Okay - are you using the same litter as she had at the breeders? If not, then it may be an idea to get some the same - she may not like the litter you currently have so I would try a totally different litter in the second tray i.e. if you use non-clumping try clumping and so on. I know you have been praising her for going in the tray but try giving her a treat too.
Are both your trays open or covered. Have one of each if you can and make sure they are in a quiet place.

Do you have any other pets? I wonder if she is lonely - missing her siblings if she is so clingy and wanting attention and she is guaranteed to get it by weeing in the wrong places!


----------



## jen-s (Nov 24, 2009)

Thanks for this Kaz. I'm using the same litter as the breeder, and open trays; I'll definitely try a covered tray in case the current ones aren't private enough, although she does seem to be quite happy peeing in front of us / next to us in bed / on the sofa! But I'll try anything at the moment. Thanks for the tip on the treats too - will definitely try that. 

She could be missing her siblings; as well as 4 brothers / sisters, there were quite a few other adult cats in the breeder's house, and I do worry she's lonely when we're out at work (judging from how she always wants to be in whichever room we're in, loves being cuddled / playing, and when we have people over she's very interested in them). If this is the source of the problem, will she get used to being the only cat in the house and on her own sometimes or is the solution to get another kitten for company?

Thanks! J x


----------



## ChinaBlue (Feb 3, 2008)

To be honest we will never sell a single kitten to a household where the owners are out working fulltime - I suggest that they buy a pair from us or that they get another kitten/cat from a rescue. Young kittens can be bored by themselves, especially if they have been used to company, and that's when they can start developing unwanted habits. Of course there are kittens/cats who prefer to be only cats but it does sound like your baby is lonely and bored by herself so you may want to consider a companion for her if it is feasible. May be an idea to get a male though if you do.

What breed is she Jen?


----------



## shortbackandsides (Aug 28, 2008)

I think she needs s friend..


----------



## jen-s (Nov 24, 2009)

Thanks both for your replies. I work full time, but my flatmate mostly works from home, which is why we thought a single kitten would be fine. However, she has had more jobs than usual that take her away from home recently, and this will last until December. Following that, it will be better, but maybe it's a good idea to get my kitten a little companion anyway. Thanks for your suggestion of a boy. My kitten is a friendly little ragdoll. Thanks for your advice! x


----------



## ChinaBlue (Feb 3, 2008)

Hi Jen

I am a Raggie breeder (small). Your kit probably does need a companion as they are very sociable cats. If you need any recommendations for reputable breeders in your area just pm me.

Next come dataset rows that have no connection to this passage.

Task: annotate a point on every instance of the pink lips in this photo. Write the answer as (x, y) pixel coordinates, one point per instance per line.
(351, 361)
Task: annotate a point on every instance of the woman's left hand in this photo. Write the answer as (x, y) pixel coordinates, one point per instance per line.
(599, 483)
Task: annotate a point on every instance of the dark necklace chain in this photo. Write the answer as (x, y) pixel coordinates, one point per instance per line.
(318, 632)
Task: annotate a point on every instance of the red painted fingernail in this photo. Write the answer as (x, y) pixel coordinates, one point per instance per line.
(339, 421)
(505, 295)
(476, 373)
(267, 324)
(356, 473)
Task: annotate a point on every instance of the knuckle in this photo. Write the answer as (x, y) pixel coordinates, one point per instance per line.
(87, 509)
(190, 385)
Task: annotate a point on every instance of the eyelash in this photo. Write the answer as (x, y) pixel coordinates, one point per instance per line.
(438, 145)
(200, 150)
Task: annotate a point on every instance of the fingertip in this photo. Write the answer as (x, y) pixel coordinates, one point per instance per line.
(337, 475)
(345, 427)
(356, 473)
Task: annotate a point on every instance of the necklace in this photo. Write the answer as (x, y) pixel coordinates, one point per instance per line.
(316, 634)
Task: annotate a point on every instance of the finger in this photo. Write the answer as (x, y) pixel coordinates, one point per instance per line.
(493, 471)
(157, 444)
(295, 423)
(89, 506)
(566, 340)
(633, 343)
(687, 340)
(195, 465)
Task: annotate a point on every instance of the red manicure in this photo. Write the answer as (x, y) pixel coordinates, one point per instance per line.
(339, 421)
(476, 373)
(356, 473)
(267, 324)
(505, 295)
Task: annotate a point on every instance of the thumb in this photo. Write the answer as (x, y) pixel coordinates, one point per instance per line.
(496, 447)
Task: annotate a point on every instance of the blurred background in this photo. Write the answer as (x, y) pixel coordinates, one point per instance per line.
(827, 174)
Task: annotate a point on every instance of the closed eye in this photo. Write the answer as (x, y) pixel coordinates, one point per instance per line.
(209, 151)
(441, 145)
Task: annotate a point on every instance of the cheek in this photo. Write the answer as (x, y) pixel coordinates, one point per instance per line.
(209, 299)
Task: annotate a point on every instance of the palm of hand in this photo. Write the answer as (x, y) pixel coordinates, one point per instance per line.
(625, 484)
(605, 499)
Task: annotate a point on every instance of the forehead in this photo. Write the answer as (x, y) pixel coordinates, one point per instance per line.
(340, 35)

Alternatively have you considered a rehome? ragsrescue.


----------



## gemsy (Jul 31, 2011)

i have a 13 week old kitten which i have had for 4 weeks who has just started urinating on my bed. she was ok with her litter tray before hand & still does number 2's in it. I also have two other cats which she has strong bonds with so any suggestions on why she is doing it????? or what i can do to stop it.


----------



## spid (Nov 4, 2008)

gemsy said:


> i have a 13 week old kitten which i have had for 4 weeks who has just started urinating on my bed. she was ok with her litter tray before hand & still does number 2's in it. I also have two other cats which she has strong bonds with so any suggestions on why she is doing it????? or what i can do to stop it.


firstly read the suggestions above and the very best thing would be to start your own thread then yo will get more views.


----------